The Coen Brothers are nearly guaranteed critical, if not box office, success. The closest they’ve come to critical failure are with some their broadest comedies-The Hudsucker Proxy, The Ladykillers, Burn After Reading and Intolerable Cruelty. This is not to say they haven’t had successful comedies-Raising Arizona comes to mind-but that their misfires tend to be comedies, for what ever reason. Perhaps it’s because their more serious films play, at times, as the blackest comedies imaginable, or perhaps critics just are less likely to heap praise on a comedy.
Intolerable Cruelty falls on the high-end of their not-entirely-successful comedies. It’s a romantic comedy/screwball comedy tribute with the very Coen touch of leads who are, respectively, a legendarily successful divorce attorney, Miles Massey (Confessions of a Dangerous Mind) and an aspiring gold digger, Marilyn (Catherine-Zeta Jones, The Phantom), who meet, where else, but on opposing sides of a divorce case. After a bravura opening where daytime producer Donovan Donaly (Geoffrey Rush, Mystery Men) comes home unexpectedly to find his wife Bonnie (Stacey Travis, Ghost World) sleeping with the pool boy, leading to an ugly altercation. We’re introduced to Miles at work when Bonnie tells him of the case and he tests to see just how far he can stretch the truth. Naturally Miles wins the case handily.
Marilyn, meanwhile, uses private eye Gus Petch (Cedric the Entertainer, Madagascar) to catch her husband, Rex Rexroth (Edward Herrmann, The Lost Boys) in the “act” (it’s questionable whether his story of an open relationship is the truth) and promptly attempts to divorce him. Rex retains Miles, as Rex needs every penny he has after some ill-advised real estate dealings. Sparks immediately fly between Miles and Marilyn, though various schemes, crosses and double crosses and legal complications, including Heinz, the Baron Krauss von Espy (Jonathan Hadary, Private Parts), a Texas oil magnate (Billy Bob Thorton, On Deadly Ground), a trip to Las Vegas, and the “unbreakable Miles Massey Pre-Nup”, threaten to keep the couple from coming together.

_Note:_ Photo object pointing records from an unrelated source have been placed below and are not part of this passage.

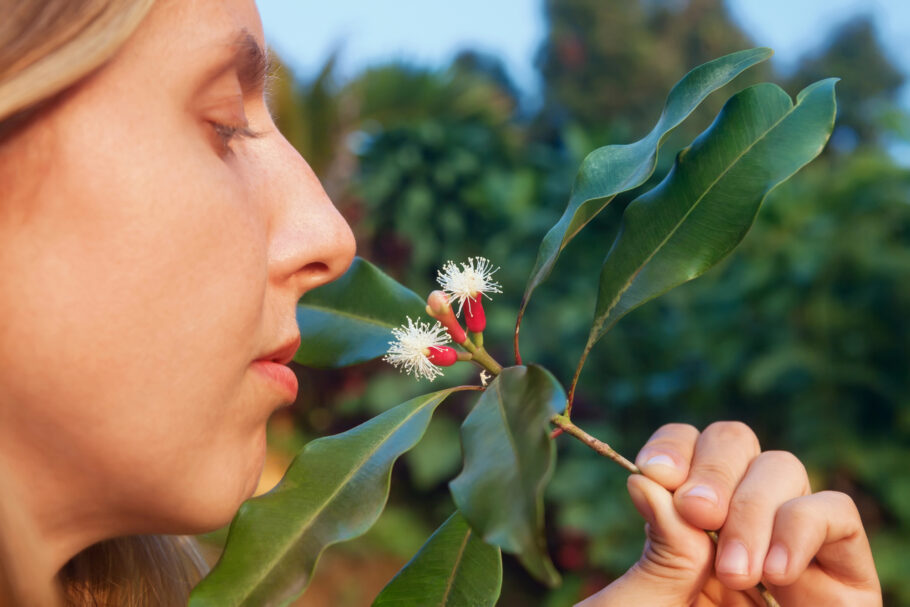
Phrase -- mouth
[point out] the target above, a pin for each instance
(273, 367)
(284, 354)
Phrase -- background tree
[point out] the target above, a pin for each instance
(803, 333)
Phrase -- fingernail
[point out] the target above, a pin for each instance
(661, 460)
(702, 491)
(734, 560)
(776, 561)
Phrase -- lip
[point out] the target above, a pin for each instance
(274, 368)
(279, 375)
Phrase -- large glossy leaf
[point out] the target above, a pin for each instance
(454, 568)
(708, 202)
(508, 460)
(350, 320)
(613, 169)
(334, 490)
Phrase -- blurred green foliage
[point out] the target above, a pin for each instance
(803, 334)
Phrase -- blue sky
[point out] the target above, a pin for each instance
(430, 31)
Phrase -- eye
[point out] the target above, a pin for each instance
(226, 134)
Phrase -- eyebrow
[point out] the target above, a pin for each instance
(250, 61)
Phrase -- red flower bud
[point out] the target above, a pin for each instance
(474, 315)
(442, 356)
(439, 308)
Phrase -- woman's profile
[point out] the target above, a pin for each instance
(156, 233)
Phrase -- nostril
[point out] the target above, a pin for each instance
(315, 268)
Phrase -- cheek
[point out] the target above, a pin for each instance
(134, 300)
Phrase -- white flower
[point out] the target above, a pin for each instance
(484, 379)
(464, 283)
(411, 346)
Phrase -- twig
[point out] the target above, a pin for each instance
(563, 424)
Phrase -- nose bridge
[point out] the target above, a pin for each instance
(310, 242)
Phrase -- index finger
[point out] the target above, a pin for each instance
(666, 456)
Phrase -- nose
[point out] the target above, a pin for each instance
(311, 243)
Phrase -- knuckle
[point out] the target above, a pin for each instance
(675, 433)
(734, 431)
(745, 511)
(680, 429)
(783, 461)
(841, 502)
(715, 471)
(798, 511)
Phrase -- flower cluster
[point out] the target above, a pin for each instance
(466, 285)
(419, 347)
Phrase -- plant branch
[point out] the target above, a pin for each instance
(563, 423)
(481, 357)
(521, 313)
(581, 363)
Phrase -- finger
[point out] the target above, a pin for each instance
(772, 479)
(722, 455)
(666, 456)
(825, 526)
(677, 556)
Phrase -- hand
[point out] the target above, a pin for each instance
(808, 549)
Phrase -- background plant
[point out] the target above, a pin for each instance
(816, 290)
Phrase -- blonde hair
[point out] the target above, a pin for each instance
(47, 47)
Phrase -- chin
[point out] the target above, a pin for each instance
(225, 492)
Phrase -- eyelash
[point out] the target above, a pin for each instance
(227, 133)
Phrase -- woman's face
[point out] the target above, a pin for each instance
(146, 261)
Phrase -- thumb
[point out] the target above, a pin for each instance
(677, 557)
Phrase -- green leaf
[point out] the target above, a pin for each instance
(508, 460)
(350, 320)
(334, 491)
(453, 568)
(613, 169)
(705, 206)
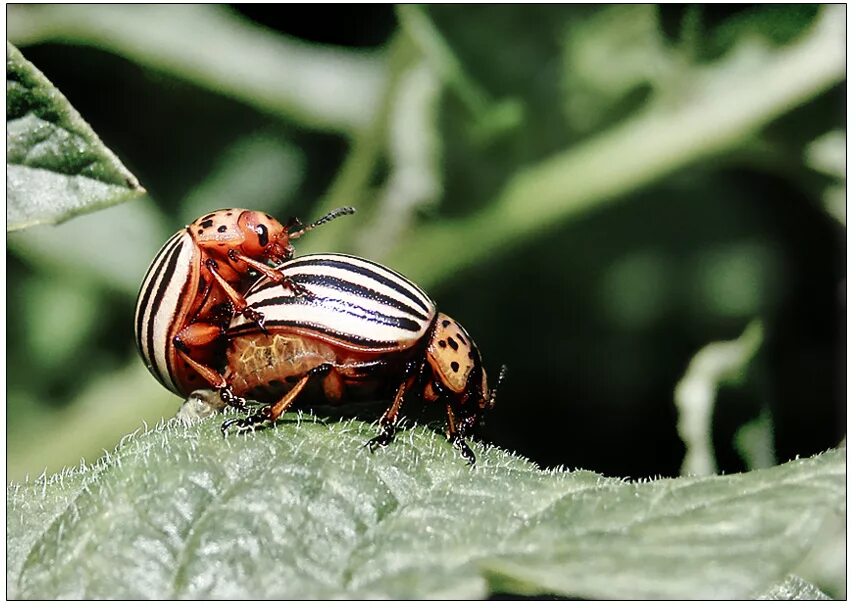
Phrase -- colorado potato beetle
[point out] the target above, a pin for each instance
(195, 284)
(365, 328)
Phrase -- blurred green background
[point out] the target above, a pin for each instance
(595, 192)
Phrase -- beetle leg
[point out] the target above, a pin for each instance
(270, 413)
(271, 274)
(457, 434)
(390, 416)
(239, 303)
(215, 379)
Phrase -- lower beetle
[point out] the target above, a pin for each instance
(365, 327)
(202, 269)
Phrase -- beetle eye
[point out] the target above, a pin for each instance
(261, 230)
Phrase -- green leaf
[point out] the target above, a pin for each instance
(326, 88)
(56, 167)
(794, 588)
(303, 510)
(695, 395)
(720, 108)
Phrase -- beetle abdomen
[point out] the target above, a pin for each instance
(162, 302)
(353, 303)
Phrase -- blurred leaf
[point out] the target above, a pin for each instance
(776, 23)
(721, 106)
(59, 317)
(90, 424)
(794, 588)
(112, 248)
(304, 510)
(754, 442)
(491, 118)
(56, 167)
(321, 87)
(260, 171)
(609, 55)
(828, 154)
(695, 394)
(414, 154)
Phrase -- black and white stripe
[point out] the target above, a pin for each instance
(354, 301)
(162, 302)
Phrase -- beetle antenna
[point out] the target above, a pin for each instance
(503, 372)
(294, 222)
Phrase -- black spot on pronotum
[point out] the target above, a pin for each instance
(261, 230)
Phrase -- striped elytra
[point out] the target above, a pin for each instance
(356, 304)
(361, 327)
(165, 295)
(196, 282)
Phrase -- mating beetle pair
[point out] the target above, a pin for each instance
(340, 326)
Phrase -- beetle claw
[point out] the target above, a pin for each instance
(248, 423)
(464, 449)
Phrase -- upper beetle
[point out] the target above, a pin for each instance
(365, 328)
(195, 283)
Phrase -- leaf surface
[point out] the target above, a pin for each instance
(56, 166)
(303, 510)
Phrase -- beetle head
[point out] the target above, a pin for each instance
(264, 237)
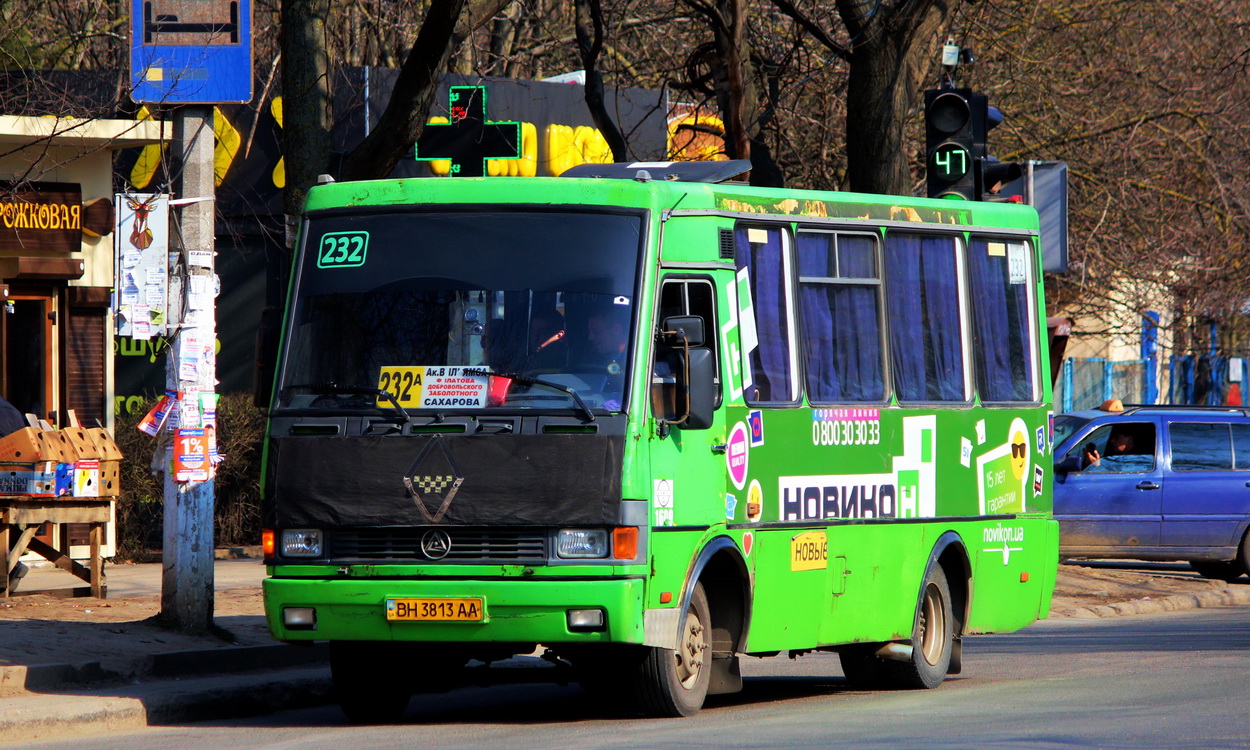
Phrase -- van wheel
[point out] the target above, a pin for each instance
(1220, 570)
(1244, 553)
(933, 636)
(674, 681)
(363, 685)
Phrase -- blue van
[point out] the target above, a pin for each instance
(1155, 483)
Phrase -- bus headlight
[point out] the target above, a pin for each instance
(581, 543)
(301, 543)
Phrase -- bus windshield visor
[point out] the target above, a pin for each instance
(503, 310)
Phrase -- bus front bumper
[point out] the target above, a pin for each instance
(513, 610)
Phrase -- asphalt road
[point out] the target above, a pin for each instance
(1170, 680)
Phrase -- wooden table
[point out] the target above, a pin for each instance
(21, 516)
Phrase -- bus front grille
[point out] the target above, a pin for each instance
(448, 544)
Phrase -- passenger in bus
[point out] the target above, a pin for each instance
(548, 351)
(608, 336)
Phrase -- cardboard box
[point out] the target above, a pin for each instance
(105, 446)
(64, 480)
(110, 478)
(35, 479)
(86, 479)
(30, 445)
(81, 443)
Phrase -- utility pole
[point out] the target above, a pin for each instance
(190, 54)
(190, 373)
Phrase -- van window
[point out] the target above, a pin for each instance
(1118, 448)
(1199, 446)
(1240, 446)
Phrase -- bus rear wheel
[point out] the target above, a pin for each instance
(933, 636)
(363, 683)
(674, 681)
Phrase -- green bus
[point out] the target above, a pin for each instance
(654, 420)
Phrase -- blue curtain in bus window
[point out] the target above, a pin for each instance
(770, 360)
(923, 304)
(841, 330)
(999, 285)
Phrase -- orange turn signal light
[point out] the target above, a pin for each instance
(625, 543)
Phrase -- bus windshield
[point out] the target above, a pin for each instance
(463, 310)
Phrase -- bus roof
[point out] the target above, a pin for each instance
(675, 195)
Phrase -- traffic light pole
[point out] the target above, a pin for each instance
(186, 583)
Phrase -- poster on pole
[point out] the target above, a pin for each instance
(141, 265)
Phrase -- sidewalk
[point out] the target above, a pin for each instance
(80, 665)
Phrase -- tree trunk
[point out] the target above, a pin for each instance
(895, 49)
(305, 100)
(590, 41)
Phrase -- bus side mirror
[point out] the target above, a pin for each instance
(701, 388)
(268, 334)
(683, 330)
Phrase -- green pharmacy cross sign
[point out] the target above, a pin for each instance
(469, 139)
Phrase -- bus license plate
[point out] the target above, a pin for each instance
(439, 610)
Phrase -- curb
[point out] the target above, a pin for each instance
(140, 705)
(18, 681)
(1164, 604)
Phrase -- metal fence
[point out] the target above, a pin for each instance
(1189, 379)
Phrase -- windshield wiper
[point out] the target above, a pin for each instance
(528, 380)
(338, 388)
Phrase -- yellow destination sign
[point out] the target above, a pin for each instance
(809, 551)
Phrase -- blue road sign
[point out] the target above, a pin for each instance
(190, 51)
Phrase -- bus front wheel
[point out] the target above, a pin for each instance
(364, 684)
(674, 681)
(933, 636)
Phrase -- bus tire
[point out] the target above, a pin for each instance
(363, 686)
(933, 636)
(674, 681)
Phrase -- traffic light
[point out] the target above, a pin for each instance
(955, 123)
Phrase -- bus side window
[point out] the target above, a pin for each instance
(691, 296)
(764, 255)
(924, 299)
(839, 301)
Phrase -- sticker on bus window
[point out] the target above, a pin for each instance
(1016, 263)
(434, 386)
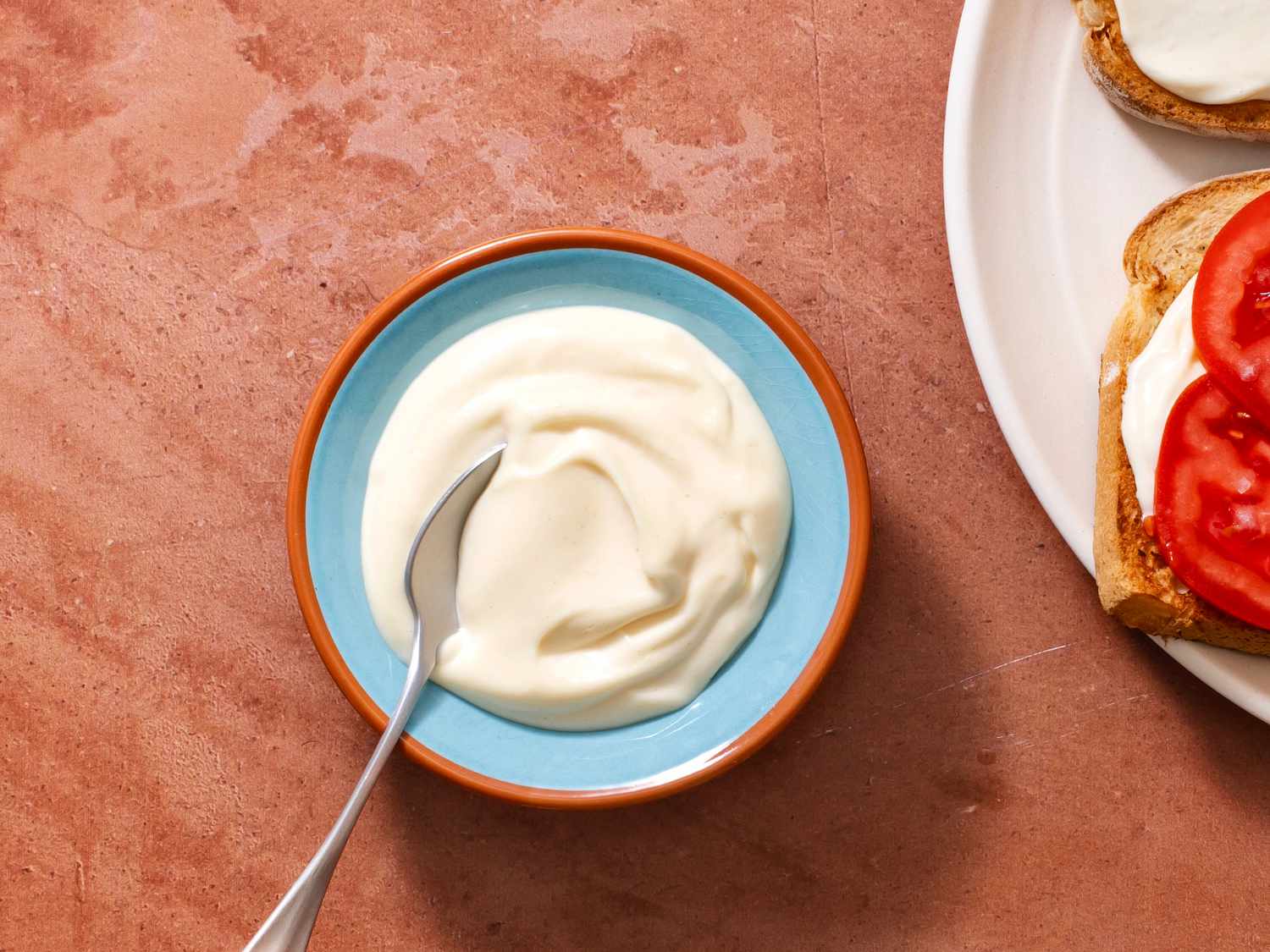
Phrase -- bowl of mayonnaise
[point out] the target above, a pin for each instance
(668, 556)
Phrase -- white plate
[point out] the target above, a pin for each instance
(1043, 182)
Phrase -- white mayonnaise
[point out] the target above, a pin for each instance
(1208, 51)
(630, 538)
(1153, 381)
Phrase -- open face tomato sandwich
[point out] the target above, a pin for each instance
(1183, 505)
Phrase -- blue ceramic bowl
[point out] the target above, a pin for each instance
(759, 688)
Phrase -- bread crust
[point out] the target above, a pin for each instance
(1113, 69)
(1135, 583)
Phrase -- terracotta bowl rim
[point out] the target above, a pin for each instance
(731, 282)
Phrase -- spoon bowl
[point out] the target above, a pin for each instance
(431, 581)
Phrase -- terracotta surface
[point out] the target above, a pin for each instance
(198, 201)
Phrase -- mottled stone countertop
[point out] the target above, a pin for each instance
(200, 200)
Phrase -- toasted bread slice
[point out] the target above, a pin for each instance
(1112, 66)
(1135, 583)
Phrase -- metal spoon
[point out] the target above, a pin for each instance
(431, 576)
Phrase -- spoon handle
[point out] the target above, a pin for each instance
(290, 924)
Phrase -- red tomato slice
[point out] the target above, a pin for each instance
(1231, 315)
(1213, 500)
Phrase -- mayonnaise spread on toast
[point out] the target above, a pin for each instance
(1153, 381)
(630, 538)
(1208, 51)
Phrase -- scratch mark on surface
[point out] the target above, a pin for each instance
(980, 674)
(828, 197)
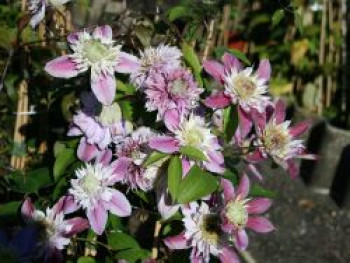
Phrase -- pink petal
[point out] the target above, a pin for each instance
(264, 69)
(103, 32)
(259, 205)
(231, 62)
(104, 87)
(97, 216)
(243, 187)
(78, 224)
(241, 239)
(215, 69)
(227, 255)
(61, 67)
(172, 119)
(66, 205)
(176, 242)
(86, 151)
(229, 190)
(280, 111)
(299, 129)
(218, 100)
(260, 224)
(27, 208)
(164, 144)
(127, 63)
(119, 204)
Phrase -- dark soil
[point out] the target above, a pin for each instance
(309, 227)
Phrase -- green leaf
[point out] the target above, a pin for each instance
(192, 60)
(30, 182)
(65, 158)
(178, 12)
(86, 260)
(277, 17)
(154, 157)
(119, 240)
(196, 185)
(174, 176)
(193, 153)
(230, 122)
(133, 255)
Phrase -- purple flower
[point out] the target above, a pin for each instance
(174, 89)
(190, 131)
(276, 139)
(240, 212)
(98, 52)
(203, 234)
(153, 61)
(132, 152)
(93, 191)
(57, 230)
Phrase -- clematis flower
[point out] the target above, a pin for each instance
(278, 140)
(155, 60)
(203, 234)
(241, 212)
(98, 52)
(190, 131)
(37, 9)
(93, 191)
(57, 230)
(132, 152)
(174, 89)
(99, 129)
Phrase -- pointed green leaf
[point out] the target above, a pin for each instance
(193, 153)
(196, 185)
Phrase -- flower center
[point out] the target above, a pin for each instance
(236, 213)
(210, 229)
(95, 51)
(90, 183)
(178, 87)
(244, 87)
(110, 114)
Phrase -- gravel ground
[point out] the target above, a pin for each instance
(309, 227)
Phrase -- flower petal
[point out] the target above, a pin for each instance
(259, 205)
(260, 224)
(264, 69)
(227, 255)
(218, 100)
(164, 144)
(241, 239)
(104, 87)
(62, 67)
(119, 204)
(243, 187)
(176, 242)
(97, 216)
(127, 63)
(214, 69)
(229, 190)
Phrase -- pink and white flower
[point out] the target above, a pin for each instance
(37, 9)
(190, 131)
(241, 212)
(155, 60)
(99, 130)
(57, 230)
(132, 153)
(203, 234)
(173, 89)
(241, 86)
(97, 51)
(93, 191)
(278, 140)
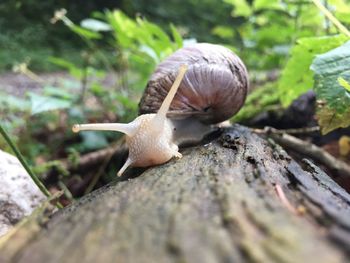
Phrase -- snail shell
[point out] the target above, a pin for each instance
(214, 87)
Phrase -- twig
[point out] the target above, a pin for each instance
(284, 199)
(304, 130)
(107, 157)
(311, 150)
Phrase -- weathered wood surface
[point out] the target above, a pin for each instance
(217, 204)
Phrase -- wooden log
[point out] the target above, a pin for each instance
(235, 199)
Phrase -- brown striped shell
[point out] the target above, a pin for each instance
(213, 89)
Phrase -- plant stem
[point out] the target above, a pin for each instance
(332, 18)
(24, 163)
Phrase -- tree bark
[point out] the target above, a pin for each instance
(235, 199)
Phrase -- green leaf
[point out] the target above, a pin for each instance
(42, 103)
(13, 103)
(85, 32)
(342, 82)
(333, 94)
(267, 4)
(93, 140)
(296, 77)
(241, 8)
(95, 25)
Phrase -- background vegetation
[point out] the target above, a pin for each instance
(108, 49)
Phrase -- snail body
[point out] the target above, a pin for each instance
(193, 89)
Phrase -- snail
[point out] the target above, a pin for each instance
(189, 92)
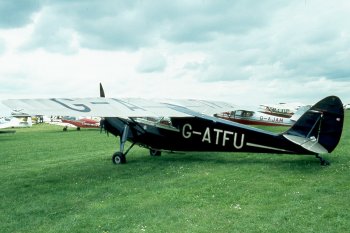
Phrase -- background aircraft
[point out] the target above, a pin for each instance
(258, 117)
(80, 122)
(170, 127)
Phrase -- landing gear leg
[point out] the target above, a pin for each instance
(323, 162)
(120, 156)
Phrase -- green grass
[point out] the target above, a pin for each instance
(54, 181)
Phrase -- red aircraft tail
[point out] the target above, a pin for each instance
(319, 129)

Intolerable Cruelty exhibits just enough of the Coens’ off-kilter style and sense of humor to keep it from being just another romantic comedy, albeit one with great leads giving fun performances. The film is a bit too arch and stylized to be considered in the first tier of Coen films, though the plot twists and odd ball characters make this an enjoyable film to watch, a perfect Valentine’s Day film for those who do not go in for the more typical trappings of the holiday and its cloying sentimentality. The supporting cast is amusing, though Thorton and Cedric the Entertainer don’t quite mesh with the usual Coen style. While Intolerable Cruelty is definitely not Grade A Coen, it’s a solid comedy and worth a look for fans of the directors or the actors.